In passing the FoFA Bills the House of Representatives made a number of amendments to the terms of the Bills that were originally introduced into the Parliament.
The amendments address some but not all of the issues identified in reports published by the parliamentary committees which held inquiries into the Bills. The amendments do not include the deferral of the date for mandatory compliance with the measures from 1 July 2012 to 1 July 2013. Deferral may be effected by amendments in the Senate or by separate legislation.
The FoFA Bills are the Corporations Amendment (Future of Financial Advice) Bill 2011 and the Corporations Amendment (Further Future of Financial Advice Measures) Bill 2011. Our alerts on these Bills, as originally introduced into the Parliament, are available here and here. The reports of the Parliamentary Joint Committee on Corporations and Financial Services and the Senate Economics Committee are available here and here.
The amendments made by the House of Representatives address various aspects of the FoFA measures.
The Bill has been amended to give ASIC the power to exempt an adviser who is bound by a code of conduct approved by ASIC for the purpose of the section from the requirement to receive a renewal notice every 24 months (“opt-in”). In Parliament Minister Shorten said that ASIC could approve more than one code of conduct. A code of conduct can be approved by ASIC if ASIC is satisfied that the code of conduct “obviates” the need for the opt-in requirement. Other matters may be prescribed by regulations.
In addition, the provisions relating to ongoing fee arrangements have also been refined as follows:
The original anti-avoidance provision was very broad. Now, the anti-avoidance provision will not apply to the extent that it would result in an unjust acquisition of property within the meaning of paragraph 51(xxxi) of the Constitution. While any narrowing of the provision is welcome, the scope of this narrowing based on paragraph 51(xxxi) of the Constitution is very unclear. For example, it does not provide any real certainty about which pre-commencement schemes may be caught by anti-avoidance and which will not be caught. This practice of drafting legislation in a way which requires people to consider questions of constitutional law in order to understand the primary scope of operation of legislation (as distinct from questioning whether legislation may be unconstitutional in whole or part) is regrettable.
The Bill has also been amended to make it clear that any regulations which make further provision about grandfathering in relation to conflicted remuneration can extend to benefits given by platform operators.

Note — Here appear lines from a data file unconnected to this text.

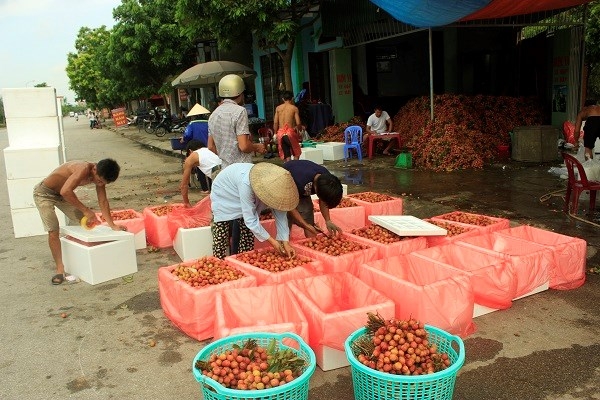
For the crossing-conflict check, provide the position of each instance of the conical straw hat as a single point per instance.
(274, 186)
(197, 110)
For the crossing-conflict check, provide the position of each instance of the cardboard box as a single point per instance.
(33, 132)
(193, 243)
(98, 255)
(314, 155)
(134, 225)
(46, 160)
(332, 151)
(27, 222)
(20, 192)
(29, 102)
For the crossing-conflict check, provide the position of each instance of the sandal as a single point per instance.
(58, 279)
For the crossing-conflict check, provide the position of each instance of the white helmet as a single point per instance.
(231, 86)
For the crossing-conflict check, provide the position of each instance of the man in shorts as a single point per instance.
(591, 115)
(228, 131)
(57, 190)
(311, 178)
(380, 122)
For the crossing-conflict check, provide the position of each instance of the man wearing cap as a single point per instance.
(199, 160)
(311, 178)
(197, 129)
(228, 131)
(239, 193)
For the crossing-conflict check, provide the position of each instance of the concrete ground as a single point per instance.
(545, 347)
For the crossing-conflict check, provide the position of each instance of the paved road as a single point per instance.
(545, 347)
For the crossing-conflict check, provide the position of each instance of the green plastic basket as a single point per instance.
(295, 390)
(370, 384)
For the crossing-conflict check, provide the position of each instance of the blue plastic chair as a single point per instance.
(352, 140)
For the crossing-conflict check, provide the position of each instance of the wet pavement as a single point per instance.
(544, 347)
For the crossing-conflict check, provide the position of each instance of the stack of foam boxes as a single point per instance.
(35, 149)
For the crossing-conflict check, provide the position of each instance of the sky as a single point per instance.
(37, 35)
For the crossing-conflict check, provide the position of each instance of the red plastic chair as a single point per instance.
(578, 185)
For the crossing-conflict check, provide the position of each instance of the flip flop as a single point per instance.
(58, 279)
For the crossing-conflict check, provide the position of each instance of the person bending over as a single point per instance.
(311, 178)
(57, 190)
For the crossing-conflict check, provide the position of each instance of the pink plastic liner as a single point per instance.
(404, 246)
(389, 207)
(133, 225)
(191, 309)
(426, 290)
(259, 309)
(349, 262)
(157, 228)
(498, 223)
(492, 277)
(531, 261)
(264, 277)
(335, 305)
(472, 230)
(569, 254)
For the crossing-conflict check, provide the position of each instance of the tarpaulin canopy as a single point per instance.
(431, 13)
(426, 13)
(509, 8)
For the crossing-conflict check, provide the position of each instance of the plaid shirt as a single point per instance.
(225, 124)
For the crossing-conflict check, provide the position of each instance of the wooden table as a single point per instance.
(382, 136)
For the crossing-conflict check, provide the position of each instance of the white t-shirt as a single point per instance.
(208, 160)
(378, 124)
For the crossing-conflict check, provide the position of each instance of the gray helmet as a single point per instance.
(231, 86)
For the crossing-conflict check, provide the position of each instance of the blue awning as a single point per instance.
(430, 13)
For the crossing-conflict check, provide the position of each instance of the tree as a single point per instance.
(274, 23)
(592, 49)
(145, 48)
(83, 67)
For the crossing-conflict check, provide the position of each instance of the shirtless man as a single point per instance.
(590, 113)
(57, 190)
(286, 120)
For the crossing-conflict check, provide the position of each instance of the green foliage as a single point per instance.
(2, 115)
(274, 23)
(137, 58)
(592, 49)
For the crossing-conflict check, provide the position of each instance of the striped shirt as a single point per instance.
(225, 124)
(232, 197)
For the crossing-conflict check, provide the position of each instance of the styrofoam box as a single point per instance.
(20, 192)
(312, 154)
(329, 358)
(45, 160)
(29, 102)
(27, 222)
(33, 132)
(193, 243)
(98, 255)
(332, 151)
(407, 225)
(344, 192)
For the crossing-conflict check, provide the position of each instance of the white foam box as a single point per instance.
(193, 243)
(312, 154)
(27, 222)
(20, 192)
(344, 192)
(332, 151)
(98, 255)
(33, 132)
(43, 160)
(29, 102)
(329, 358)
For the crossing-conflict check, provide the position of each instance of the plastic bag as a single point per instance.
(194, 217)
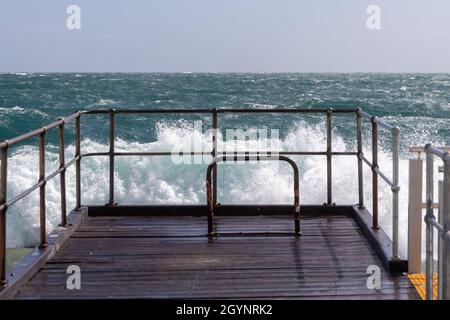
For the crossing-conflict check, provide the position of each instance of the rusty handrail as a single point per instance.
(111, 153)
(210, 186)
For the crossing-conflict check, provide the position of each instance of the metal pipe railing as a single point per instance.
(443, 228)
(210, 187)
(63, 166)
(394, 183)
(360, 160)
(42, 212)
(112, 137)
(329, 157)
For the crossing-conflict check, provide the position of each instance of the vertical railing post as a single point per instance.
(429, 227)
(440, 260)
(415, 217)
(446, 225)
(395, 190)
(78, 162)
(3, 195)
(374, 173)
(214, 155)
(62, 164)
(360, 161)
(112, 135)
(42, 212)
(329, 157)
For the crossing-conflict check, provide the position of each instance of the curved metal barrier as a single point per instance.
(61, 126)
(210, 192)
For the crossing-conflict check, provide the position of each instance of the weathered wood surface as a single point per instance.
(170, 257)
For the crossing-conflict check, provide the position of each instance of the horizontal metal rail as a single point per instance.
(209, 186)
(443, 228)
(5, 203)
(230, 153)
(222, 110)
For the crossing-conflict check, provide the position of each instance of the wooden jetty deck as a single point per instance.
(256, 256)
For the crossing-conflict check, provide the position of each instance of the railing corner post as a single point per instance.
(374, 173)
(3, 197)
(329, 156)
(360, 161)
(112, 134)
(78, 161)
(446, 224)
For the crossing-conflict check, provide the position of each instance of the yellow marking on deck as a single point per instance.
(418, 280)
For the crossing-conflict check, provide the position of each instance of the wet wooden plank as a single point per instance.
(170, 257)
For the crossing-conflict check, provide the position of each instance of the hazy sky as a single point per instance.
(225, 36)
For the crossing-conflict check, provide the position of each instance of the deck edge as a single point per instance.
(202, 210)
(32, 262)
(380, 241)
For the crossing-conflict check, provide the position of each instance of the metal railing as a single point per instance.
(210, 186)
(442, 227)
(5, 203)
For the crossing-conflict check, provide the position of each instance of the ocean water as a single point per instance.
(419, 104)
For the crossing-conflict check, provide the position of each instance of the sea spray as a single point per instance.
(157, 180)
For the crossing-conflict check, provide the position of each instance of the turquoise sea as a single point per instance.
(419, 104)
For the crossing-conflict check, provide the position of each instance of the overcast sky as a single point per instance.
(225, 36)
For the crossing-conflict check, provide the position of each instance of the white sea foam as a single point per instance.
(156, 180)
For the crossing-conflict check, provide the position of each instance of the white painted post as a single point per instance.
(440, 247)
(415, 216)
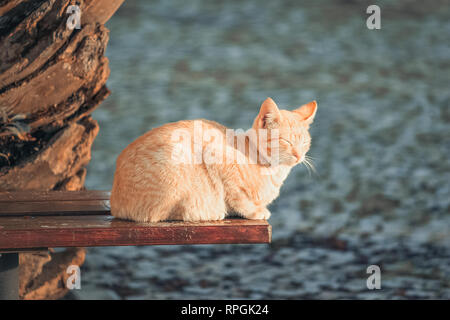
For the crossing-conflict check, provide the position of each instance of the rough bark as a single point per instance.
(51, 79)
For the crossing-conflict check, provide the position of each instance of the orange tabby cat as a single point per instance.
(153, 182)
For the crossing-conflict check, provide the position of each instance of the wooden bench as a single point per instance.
(31, 221)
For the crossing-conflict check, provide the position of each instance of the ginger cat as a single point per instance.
(153, 182)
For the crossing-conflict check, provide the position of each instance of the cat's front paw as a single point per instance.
(262, 214)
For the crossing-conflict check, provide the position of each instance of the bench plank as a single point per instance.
(55, 207)
(26, 232)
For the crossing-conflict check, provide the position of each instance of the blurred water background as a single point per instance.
(380, 143)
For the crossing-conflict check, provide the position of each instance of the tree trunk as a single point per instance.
(51, 79)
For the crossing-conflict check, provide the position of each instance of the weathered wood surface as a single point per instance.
(104, 230)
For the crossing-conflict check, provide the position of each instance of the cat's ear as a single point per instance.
(307, 111)
(269, 115)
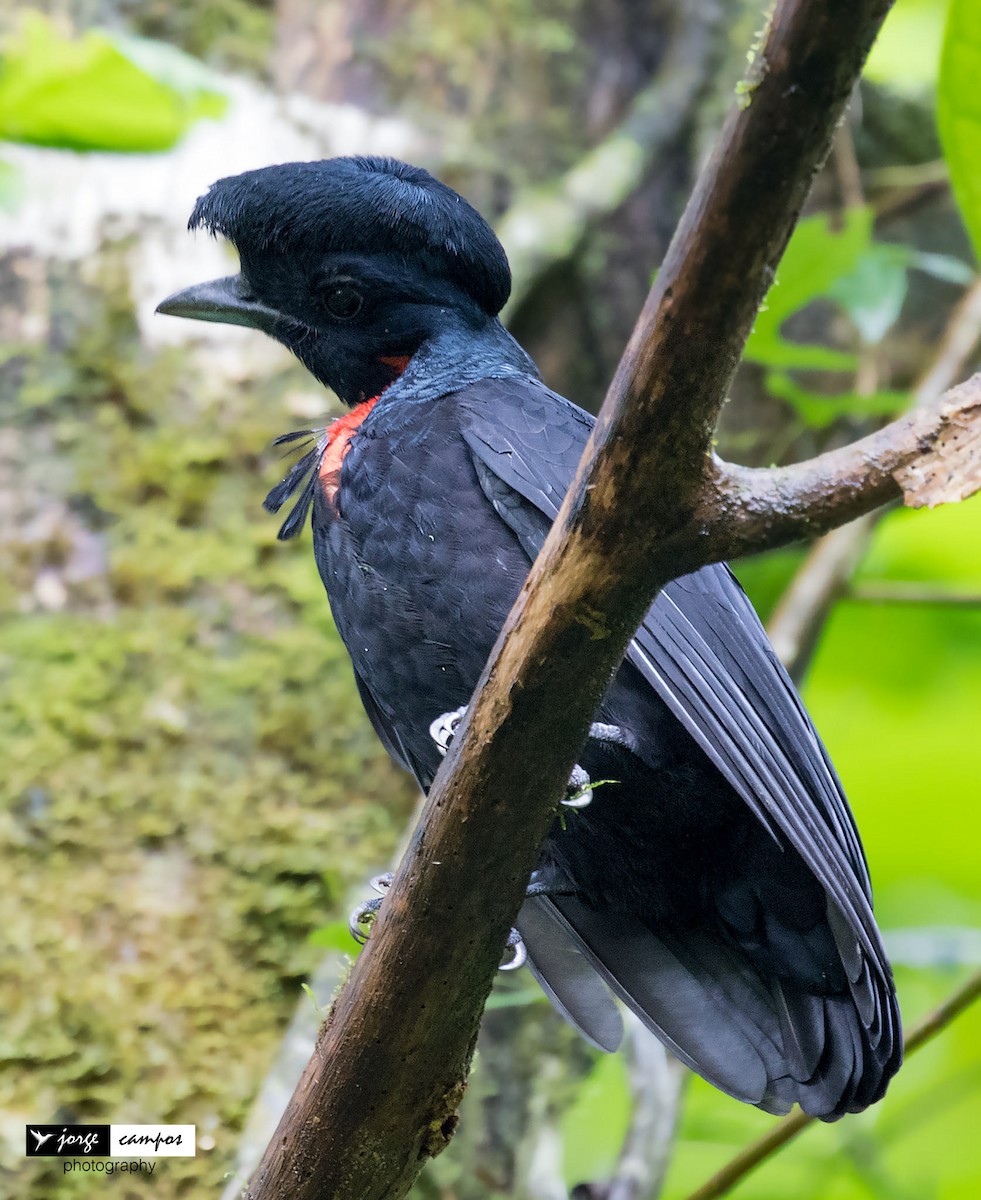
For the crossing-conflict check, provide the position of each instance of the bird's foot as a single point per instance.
(365, 915)
(518, 953)
(445, 726)
(579, 789)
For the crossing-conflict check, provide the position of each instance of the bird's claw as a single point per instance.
(363, 916)
(578, 792)
(444, 729)
(518, 953)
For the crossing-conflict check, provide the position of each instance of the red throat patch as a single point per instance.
(339, 433)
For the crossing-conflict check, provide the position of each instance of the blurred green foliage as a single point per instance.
(98, 91)
(190, 786)
(958, 111)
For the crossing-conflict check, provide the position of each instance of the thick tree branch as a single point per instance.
(381, 1091)
(928, 457)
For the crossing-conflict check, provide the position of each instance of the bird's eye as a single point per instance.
(343, 301)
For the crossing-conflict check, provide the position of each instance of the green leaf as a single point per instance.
(872, 293)
(335, 936)
(907, 51)
(958, 111)
(816, 258)
(595, 1125)
(819, 411)
(86, 94)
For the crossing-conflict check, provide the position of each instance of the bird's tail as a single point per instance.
(764, 1041)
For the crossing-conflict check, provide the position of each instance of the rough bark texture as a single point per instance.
(381, 1091)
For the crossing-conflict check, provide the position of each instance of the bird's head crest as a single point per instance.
(360, 205)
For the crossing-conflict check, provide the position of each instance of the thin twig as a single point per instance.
(914, 593)
(822, 579)
(764, 1147)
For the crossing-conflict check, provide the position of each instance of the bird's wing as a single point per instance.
(703, 649)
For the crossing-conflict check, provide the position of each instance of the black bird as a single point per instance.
(718, 887)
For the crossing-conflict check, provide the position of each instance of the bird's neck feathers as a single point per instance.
(456, 355)
(451, 359)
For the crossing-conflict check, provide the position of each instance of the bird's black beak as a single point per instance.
(229, 301)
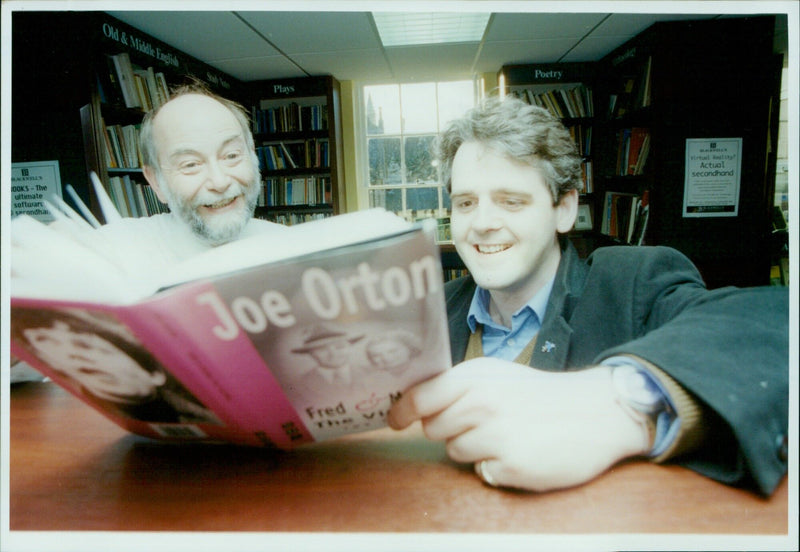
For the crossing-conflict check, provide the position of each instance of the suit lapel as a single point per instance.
(553, 343)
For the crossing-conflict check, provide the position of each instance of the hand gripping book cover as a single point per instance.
(305, 343)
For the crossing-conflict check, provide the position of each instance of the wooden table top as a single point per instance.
(73, 470)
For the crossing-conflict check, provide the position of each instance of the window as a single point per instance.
(402, 122)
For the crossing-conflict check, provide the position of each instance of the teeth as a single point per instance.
(221, 203)
(491, 248)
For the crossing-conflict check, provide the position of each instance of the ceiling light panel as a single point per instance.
(406, 29)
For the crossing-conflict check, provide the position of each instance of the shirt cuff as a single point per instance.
(679, 428)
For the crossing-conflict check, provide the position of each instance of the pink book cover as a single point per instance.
(275, 355)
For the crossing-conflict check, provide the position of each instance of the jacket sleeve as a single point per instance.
(728, 348)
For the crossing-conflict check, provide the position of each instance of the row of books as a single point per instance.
(625, 216)
(633, 93)
(122, 146)
(299, 190)
(291, 117)
(587, 174)
(311, 153)
(132, 86)
(574, 102)
(582, 136)
(290, 219)
(633, 147)
(132, 198)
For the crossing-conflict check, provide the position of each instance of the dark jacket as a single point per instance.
(728, 347)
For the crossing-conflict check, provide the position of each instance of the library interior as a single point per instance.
(681, 124)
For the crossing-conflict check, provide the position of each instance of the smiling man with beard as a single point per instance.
(198, 156)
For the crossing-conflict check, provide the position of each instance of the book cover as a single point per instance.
(255, 342)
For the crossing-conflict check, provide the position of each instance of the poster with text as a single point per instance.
(713, 177)
(31, 184)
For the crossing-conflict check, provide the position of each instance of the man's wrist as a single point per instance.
(639, 393)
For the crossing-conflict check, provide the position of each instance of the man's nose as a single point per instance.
(487, 217)
(217, 179)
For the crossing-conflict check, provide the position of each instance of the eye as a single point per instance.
(232, 157)
(190, 166)
(513, 203)
(464, 204)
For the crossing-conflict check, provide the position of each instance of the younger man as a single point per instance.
(569, 366)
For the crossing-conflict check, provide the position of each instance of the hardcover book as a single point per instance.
(260, 341)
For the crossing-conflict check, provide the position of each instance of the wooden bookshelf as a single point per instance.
(567, 90)
(298, 133)
(129, 74)
(671, 86)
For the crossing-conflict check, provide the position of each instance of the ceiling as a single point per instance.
(254, 45)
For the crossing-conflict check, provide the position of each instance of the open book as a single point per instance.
(253, 342)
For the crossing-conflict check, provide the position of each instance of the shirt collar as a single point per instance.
(479, 308)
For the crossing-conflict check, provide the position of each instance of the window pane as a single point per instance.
(418, 161)
(384, 161)
(421, 199)
(383, 109)
(391, 199)
(419, 107)
(455, 98)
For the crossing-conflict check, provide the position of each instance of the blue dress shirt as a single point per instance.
(507, 343)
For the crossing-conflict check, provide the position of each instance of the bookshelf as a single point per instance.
(674, 90)
(298, 134)
(130, 73)
(567, 90)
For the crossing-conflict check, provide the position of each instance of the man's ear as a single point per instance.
(567, 211)
(150, 176)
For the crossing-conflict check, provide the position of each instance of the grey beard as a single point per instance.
(217, 234)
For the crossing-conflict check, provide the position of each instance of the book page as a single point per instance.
(302, 239)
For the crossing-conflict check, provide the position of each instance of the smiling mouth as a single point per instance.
(490, 249)
(221, 203)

One of the exceptions to the definition of conflicted remuneration is for “execution-only” services. The original exception would only apply where financial product advice in relation to a product (or class of products) had not been given to a retail client by the licensee or representative. Now, the exception will be available so long as advice has not been given in the 12 months immediately before the benefit is given. This broadening of the exception is welcome.
There has been a lot of discussion about whether “scaled advice” will be able to be given while still complying with the proposed new “best interests” obligation. The Government has taken into account the concerns that have been expressed. However, rather than amending the text of the applicable provisions, a new “explanatory note” has been added at the end of the list of required steps under the best interests obligation:
The matters that must be proved under [the best interests steps] relate to the subject matter of the advice sought by the client and the circumstances of the client relevant to that subject matter (the client’s relevant circumstances). That subject matter and the client’s relevant circumstances may be broad or narrow, and so the subsection anticipates that a client may seek scaled advice and that the inquiries made by the provider will be tailored to the advice sought.
While the willingness to address the issue expressly is welcome, the way in which it has been done is not ideal.
Under the last, “catch all” best interests step (the notorious “paragraph (g)”), the adviser must take any other step that would reasonably be regarded as being in the best interests of the client, given the client’s relevant circumstances. Now, the adviser will have to take any other step that, at the time the advice is provided, would reasonably be regarded as being in the best interests of the client. Again, this refinement is welcome but in substance leaves unanswered the likely operation of the “catch all” step in any particular circumstances.
A number of other announced FoFA reforms are not included in the FoFA Bills. These include rules for intra-fund advice, the amended retail/wholesale client test, a statutory compensation scheme and the accountant’s AFS licence exemption.